Cakes on a plane…not as easy as you think…

We have flown cakes via private planes (Our preference, it goes right to the plane, there is no waiting and we have access to the cakes at all times.)   We have also flown cakes via commercial airlines. Is this our favorite option?  Nope, it’s not.  We will do it? Yes we will.  Is it expensive?  Yes it is.  What a lot of people don’t realize is that it’s not that easy to fly a cake commercially.  You can’t just put a cake in a box and pop it on a plane.  Because our cakes are fragile, we take extra precaution in crating the cakes for this kind of delivery. (Yep I said crating, the cake does not go in just a cardboard box – that would just be silly and some what dangerous, what happens if a suitcase fell on the cake? Smush.)

So here is some insight as to what it takes to fly one of our cakes on a commercial airline.

  • You need to be certified by the carrier, which we are. (Your company needs to go through a security check.)
  • Flight availability. Additional cargo packaging is not always guaranteed for a flight. All people and luggage are. (Sometimes you have to wait for another flight that has room for additional cargo, which is what a cake is considered.)
  • Crating.  We have special crates made for the cake.  It’s what they ship sculpture in.  Two sides are wood, and two sides are plexiglass so the airline crew can see what cargo they are handling.
This is the kind of crate we have made. There are handles on each side so it is easier for two people to pick it up.
  • Placement on the airplane.  This is predetermined by the amount of luggage already in cargo.  You have no choice as to where its location is in the cargo hold; all of the weight needs to be distributed evenly.
  • Temperature control.  Despite popular belief, it is not colder in the cargo hold; this is a direct quote from my contact at the airline.  The temperature is almost the same as the main cabin where people sit.  You can’t just put dry ice in the box (unless you are certified) because that is considered a “dangerous chemical”, and you need to be specially certified with the airline in order to transport dry ice.
The plexiglass gets screwed into place using a drill.
  • When we deliver to the airport, a refrigerated van takes delivers the cake, we don’t know how long we have to wait to get the cake on the plane, so we want to keep the cake cold for as long as possible.
  • Weight of the cake.  We can only go up to 100 pounds for each crate and that is including the weight of the crate.  So design needs to really be thought out in order to achieve this.  If the cake is over the 100 pounds, they will not ship it.
This is a cake we flew to Florida in 2007. All crated up and ready to go for a ride on an airplane.
  • When it’s picked up, another refrigerated van is needed; we need to get the cake back into a cold environment and then to a refrigerated location until the event.  (We like to keep our cakes cold so that they can sit out during the entire event for everyone to enjoy.)

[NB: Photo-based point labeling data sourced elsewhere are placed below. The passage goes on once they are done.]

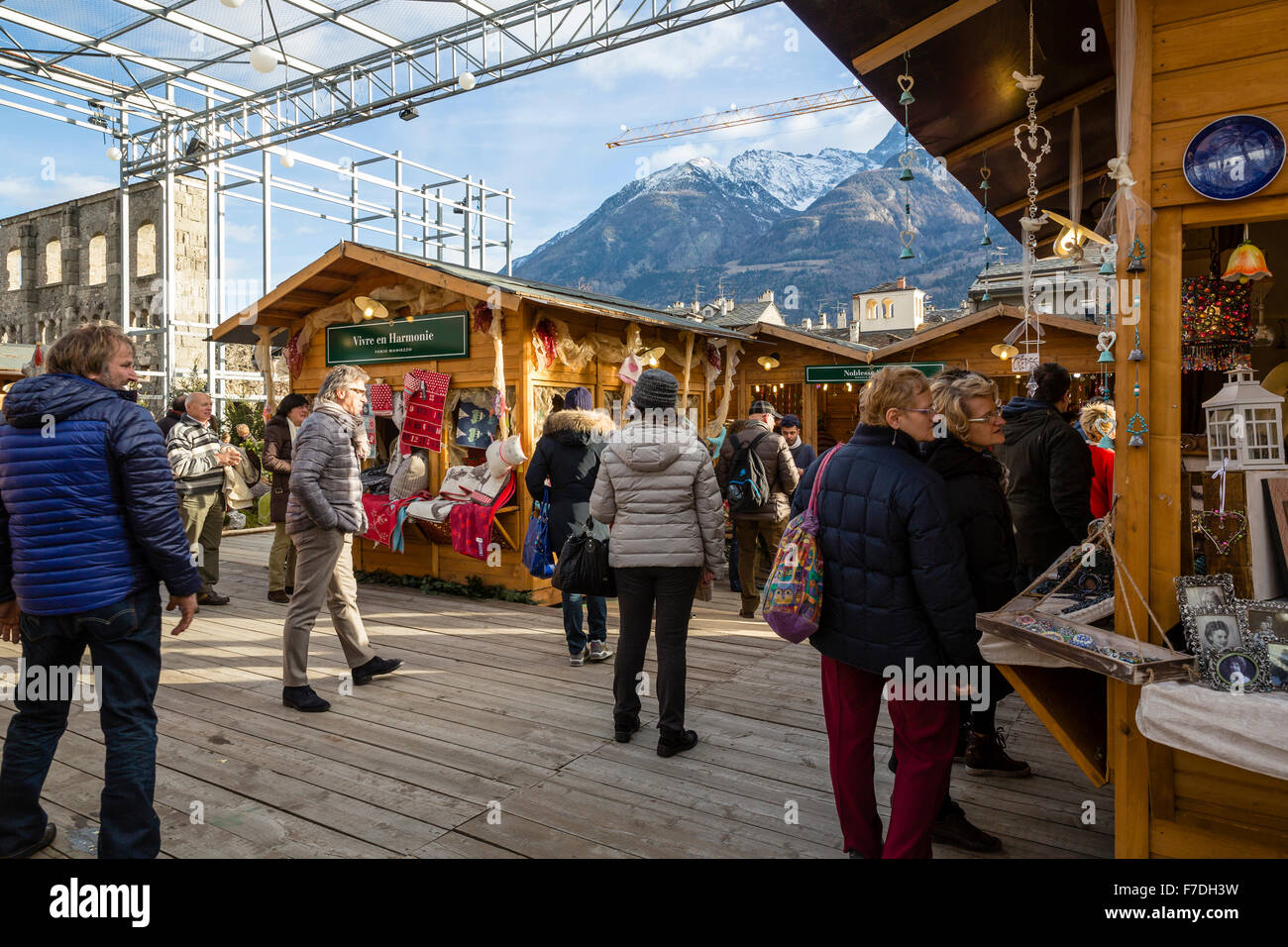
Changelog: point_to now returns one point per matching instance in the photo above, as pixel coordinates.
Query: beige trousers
(281, 560)
(323, 573)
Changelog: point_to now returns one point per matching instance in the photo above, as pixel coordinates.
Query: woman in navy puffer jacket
(896, 594)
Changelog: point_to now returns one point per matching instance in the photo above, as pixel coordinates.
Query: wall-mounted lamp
(372, 308)
(1072, 237)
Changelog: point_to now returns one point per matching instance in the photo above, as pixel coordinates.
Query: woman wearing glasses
(896, 599)
(977, 497)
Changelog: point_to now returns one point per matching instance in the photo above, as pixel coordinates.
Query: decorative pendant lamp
(1245, 263)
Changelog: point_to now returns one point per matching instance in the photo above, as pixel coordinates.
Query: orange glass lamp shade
(1247, 263)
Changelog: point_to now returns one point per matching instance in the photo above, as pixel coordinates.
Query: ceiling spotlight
(263, 58)
(372, 308)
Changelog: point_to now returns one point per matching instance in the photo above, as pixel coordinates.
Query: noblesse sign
(862, 372)
(425, 338)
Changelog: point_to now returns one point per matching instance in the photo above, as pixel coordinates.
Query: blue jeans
(125, 641)
(597, 608)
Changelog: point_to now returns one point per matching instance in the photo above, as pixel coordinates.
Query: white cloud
(34, 192)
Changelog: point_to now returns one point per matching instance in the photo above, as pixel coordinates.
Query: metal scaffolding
(183, 86)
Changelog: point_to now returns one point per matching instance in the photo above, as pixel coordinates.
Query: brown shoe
(986, 755)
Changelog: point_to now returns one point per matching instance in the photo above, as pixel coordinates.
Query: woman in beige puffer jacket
(657, 489)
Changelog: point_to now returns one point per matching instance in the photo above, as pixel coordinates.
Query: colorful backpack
(794, 594)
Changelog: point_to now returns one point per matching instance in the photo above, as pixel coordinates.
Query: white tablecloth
(1247, 731)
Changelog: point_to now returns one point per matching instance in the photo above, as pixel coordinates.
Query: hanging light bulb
(1245, 263)
(263, 58)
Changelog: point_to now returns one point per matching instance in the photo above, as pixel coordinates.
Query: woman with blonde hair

The other thing people don’t realize, is the stress that we are under flying a cake to a location.  It makes us VERY nervous, which is why we take extra precautions to ensure a safe delivery.  So it’s not as easy as you think it might be…  🙂


5 thoughts on “Cakes on a plane…not as easy as you think…

  1. I am just loving your blog! Thanks! It’s so true…taking a cake on a plane is extremely difficult and nerve-wracking. As always, RBI Cakes does it the right way and in style!